Updated

Tens of thousands of Iraqi refugees in Syria are feared to be increasing targets of violence in Syria after the discovery of an Iraqi refugee family of seven shot dead in their Damascus apartment, the U.N. refugee agency said Friday.

There are some 88,000 registered Iraqi refugees in Syria, most in Damascus, along with about 8,000 refugees from other nations such as Somalia and Afghanistan, the agency said.

Thousands of the refugees, mainly Iraqis who have been living in the Damascus suburb of Seida Zeinab, have fled their homes due to the increasing violence and "targeted threats" against them, refugee agency spokeswoman Melissa Fleming said.

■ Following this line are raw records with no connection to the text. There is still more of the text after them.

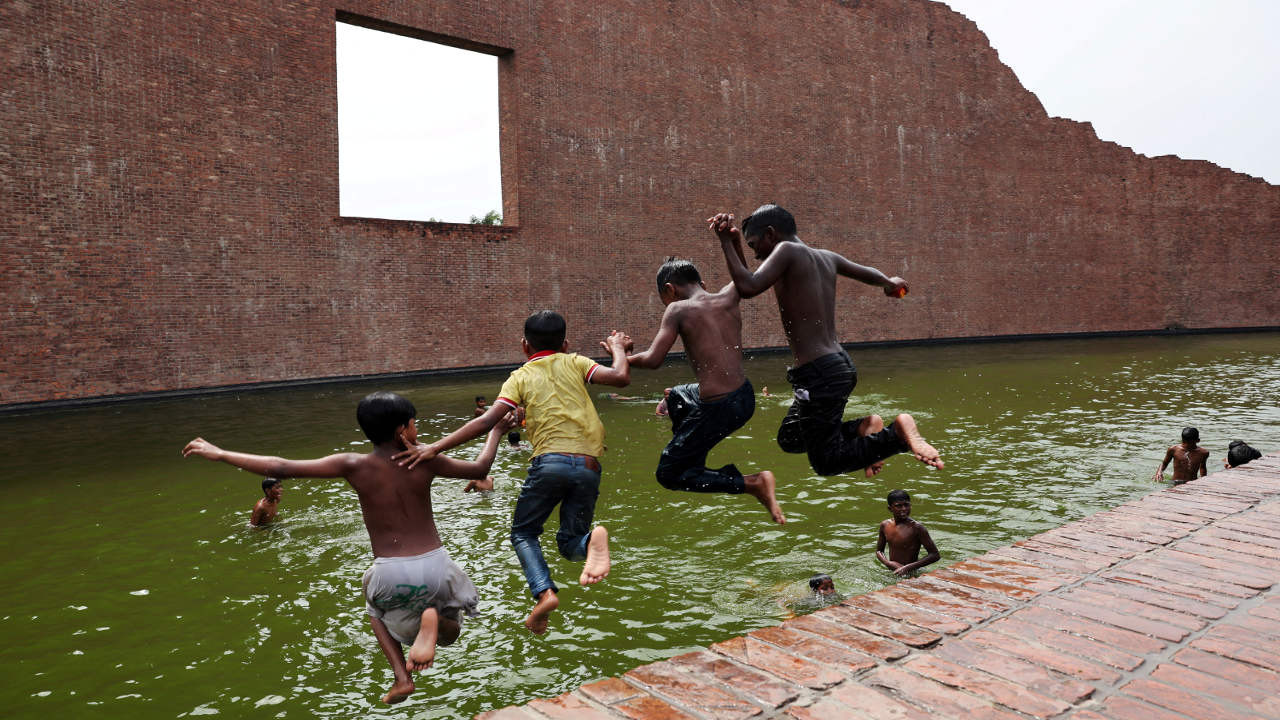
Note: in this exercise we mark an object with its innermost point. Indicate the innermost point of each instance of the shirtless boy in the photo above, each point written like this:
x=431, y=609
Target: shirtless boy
x=266, y=507
x=568, y=438
x=1188, y=459
x=720, y=402
x=904, y=538
x=396, y=504
x=804, y=283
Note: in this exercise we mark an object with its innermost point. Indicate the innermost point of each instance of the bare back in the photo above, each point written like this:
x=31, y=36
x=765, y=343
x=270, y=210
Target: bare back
x=711, y=327
x=807, y=300
x=396, y=504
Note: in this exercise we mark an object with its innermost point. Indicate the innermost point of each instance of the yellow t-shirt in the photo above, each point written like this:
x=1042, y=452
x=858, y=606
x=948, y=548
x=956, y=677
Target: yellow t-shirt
x=558, y=411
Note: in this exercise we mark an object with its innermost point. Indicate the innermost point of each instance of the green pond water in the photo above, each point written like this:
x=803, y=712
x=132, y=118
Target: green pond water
x=135, y=588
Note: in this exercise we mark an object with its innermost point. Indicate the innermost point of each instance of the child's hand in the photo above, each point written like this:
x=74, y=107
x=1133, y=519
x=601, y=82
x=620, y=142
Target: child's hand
x=896, y=287
x=408, y=459
x=201, y=447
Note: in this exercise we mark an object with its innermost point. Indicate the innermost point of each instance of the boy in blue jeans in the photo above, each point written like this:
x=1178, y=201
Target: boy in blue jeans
x=568, y=440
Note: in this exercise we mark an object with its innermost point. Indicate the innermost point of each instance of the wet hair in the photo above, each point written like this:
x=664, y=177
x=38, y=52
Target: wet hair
x=382, y=413
x=1239, y=452
x=677, y=272
x=767, y=215
x=544, y=329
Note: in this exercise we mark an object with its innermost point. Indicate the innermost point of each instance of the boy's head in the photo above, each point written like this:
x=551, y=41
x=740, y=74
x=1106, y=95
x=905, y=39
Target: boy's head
x=384, y=417
x=273, y=488
x=1238, y=452
x=676, y=278
x=768, y=226
x=900, y=504
x=544, y=329
x=822, y=584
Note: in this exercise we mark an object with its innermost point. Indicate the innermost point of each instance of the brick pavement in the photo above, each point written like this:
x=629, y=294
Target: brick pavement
x=1164, y=607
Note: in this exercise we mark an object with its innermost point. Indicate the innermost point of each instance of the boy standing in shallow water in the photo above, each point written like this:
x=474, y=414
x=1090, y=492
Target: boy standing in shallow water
x=804, y=283
x=414, y=592
x=904, y=538
x=568, y=440
x=720, y=402
x=266, y=507
x=1188, y=459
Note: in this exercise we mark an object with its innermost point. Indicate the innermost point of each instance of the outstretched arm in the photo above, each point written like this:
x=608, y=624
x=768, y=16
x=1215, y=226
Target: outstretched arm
x=894, y=287
x=662, y=342
x=620, y=374
x=269, y=466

One family of seven, including children, was found "murdered" in their Damascus apartment, shot dead at close range by unknown assailants, said Fleming, while another three Iraqi refugees also were killed by gunfire last week.

The Iraqi government had sent eight flights to Damascus and evacuated at least 750 residents by Friday morning, and it planned to send more, according to Iraqi and U.N. officials. On Tuesday, Iraq's government called for all its citizens living in Syria to return home immediately to escape the civil war.

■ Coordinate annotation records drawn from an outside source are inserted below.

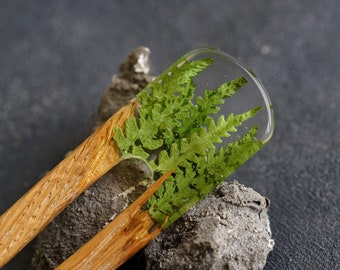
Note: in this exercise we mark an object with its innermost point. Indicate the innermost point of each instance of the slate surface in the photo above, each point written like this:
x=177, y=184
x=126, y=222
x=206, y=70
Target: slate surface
x=57, y=57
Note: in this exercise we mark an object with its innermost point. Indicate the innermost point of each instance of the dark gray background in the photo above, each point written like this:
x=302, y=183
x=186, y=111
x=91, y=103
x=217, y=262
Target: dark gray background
x=57, y=57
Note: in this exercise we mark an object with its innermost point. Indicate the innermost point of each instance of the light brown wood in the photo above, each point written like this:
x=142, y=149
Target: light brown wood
x=121, y=239
x=81, y=168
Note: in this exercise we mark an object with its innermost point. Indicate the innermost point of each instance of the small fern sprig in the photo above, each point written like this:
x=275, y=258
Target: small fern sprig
x=175, y=130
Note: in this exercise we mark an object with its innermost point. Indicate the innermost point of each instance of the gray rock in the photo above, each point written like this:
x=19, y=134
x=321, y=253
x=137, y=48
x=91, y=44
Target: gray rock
x=229, y=229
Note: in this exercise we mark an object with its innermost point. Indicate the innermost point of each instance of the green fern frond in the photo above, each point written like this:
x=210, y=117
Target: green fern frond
x=175, y=130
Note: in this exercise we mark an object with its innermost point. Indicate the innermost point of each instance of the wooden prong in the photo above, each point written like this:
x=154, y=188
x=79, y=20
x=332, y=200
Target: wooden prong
x=128, y=233
x=72, y=176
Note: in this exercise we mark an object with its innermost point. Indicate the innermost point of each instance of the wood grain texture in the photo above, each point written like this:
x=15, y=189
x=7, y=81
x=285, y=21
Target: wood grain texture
x=128, y=233
x=81, y=168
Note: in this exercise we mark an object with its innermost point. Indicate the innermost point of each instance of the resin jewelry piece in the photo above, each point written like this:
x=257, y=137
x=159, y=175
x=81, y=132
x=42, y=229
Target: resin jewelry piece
x=194, y=125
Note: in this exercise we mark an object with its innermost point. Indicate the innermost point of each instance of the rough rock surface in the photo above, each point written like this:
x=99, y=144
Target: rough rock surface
x=229, y=229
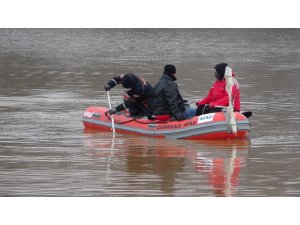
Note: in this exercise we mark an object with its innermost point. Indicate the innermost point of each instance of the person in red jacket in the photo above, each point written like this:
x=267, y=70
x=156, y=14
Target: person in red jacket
x=217, y=95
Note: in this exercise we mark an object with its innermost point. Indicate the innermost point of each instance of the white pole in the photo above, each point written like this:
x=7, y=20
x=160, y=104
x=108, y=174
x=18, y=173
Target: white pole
x=111, y=116
x=229, y=85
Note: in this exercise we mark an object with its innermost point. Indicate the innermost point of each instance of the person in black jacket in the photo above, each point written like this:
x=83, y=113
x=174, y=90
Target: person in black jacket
x=137, y=99
x=167, y=101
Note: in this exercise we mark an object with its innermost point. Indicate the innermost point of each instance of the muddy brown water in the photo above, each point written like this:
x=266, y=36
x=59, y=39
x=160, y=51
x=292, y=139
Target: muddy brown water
x=50, y=76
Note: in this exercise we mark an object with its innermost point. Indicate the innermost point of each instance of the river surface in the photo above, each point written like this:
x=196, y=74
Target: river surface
x=50, y=76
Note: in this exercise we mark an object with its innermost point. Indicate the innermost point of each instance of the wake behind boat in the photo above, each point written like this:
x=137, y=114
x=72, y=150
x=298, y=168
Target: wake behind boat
x=212, y=126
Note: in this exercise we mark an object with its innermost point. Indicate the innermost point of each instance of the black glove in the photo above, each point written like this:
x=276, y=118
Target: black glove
x=110, y=112
x=180, y=116
x=107, y=87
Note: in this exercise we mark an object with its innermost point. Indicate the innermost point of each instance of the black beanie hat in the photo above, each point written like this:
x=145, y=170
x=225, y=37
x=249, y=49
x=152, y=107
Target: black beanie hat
x=169, y=69
x=128, y=80
x=220, y=68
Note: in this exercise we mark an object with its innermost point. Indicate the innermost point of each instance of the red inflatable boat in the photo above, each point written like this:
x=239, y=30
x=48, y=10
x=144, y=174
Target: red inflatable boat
x=213, y=126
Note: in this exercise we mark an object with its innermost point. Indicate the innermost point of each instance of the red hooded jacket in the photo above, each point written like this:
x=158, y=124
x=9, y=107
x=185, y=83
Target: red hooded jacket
x=217, y=95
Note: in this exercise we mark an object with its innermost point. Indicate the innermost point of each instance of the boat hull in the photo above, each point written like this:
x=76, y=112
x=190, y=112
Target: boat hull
x=213, y=126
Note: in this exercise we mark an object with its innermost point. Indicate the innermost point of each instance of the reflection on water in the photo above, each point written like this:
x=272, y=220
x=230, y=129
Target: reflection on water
x=162, y=166
x=50, y=76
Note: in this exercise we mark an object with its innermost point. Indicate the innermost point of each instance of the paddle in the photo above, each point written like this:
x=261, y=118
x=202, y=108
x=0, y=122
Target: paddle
x=229, y=85
x=112, y=118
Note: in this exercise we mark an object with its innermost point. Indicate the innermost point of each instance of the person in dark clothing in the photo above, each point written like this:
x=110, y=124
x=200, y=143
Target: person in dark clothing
x=137, y=99
x=167, y=101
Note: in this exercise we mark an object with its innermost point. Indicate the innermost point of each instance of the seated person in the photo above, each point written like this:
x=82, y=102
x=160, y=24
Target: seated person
x=218, y=96
x=137, y=99
x=167, y=101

Between 2005 and 2007, thousands of Iraqis fled to Syria to escape widespread sectarian fighting during the worst of violence in their homeland. The U.N. has estimated there were 1 million Iraqi refugees in Syria and 3,000 more seeking asylum as of January, the latest figures available, but the Iraqi government has put the number at about 200,000.

And on Monday, the bodies of two Iraqi journalists killed in Syria were handed over to Iraqi authorities. The two journalists died in the Damascus suburb of Jaramana and there had been no fighting there at the time.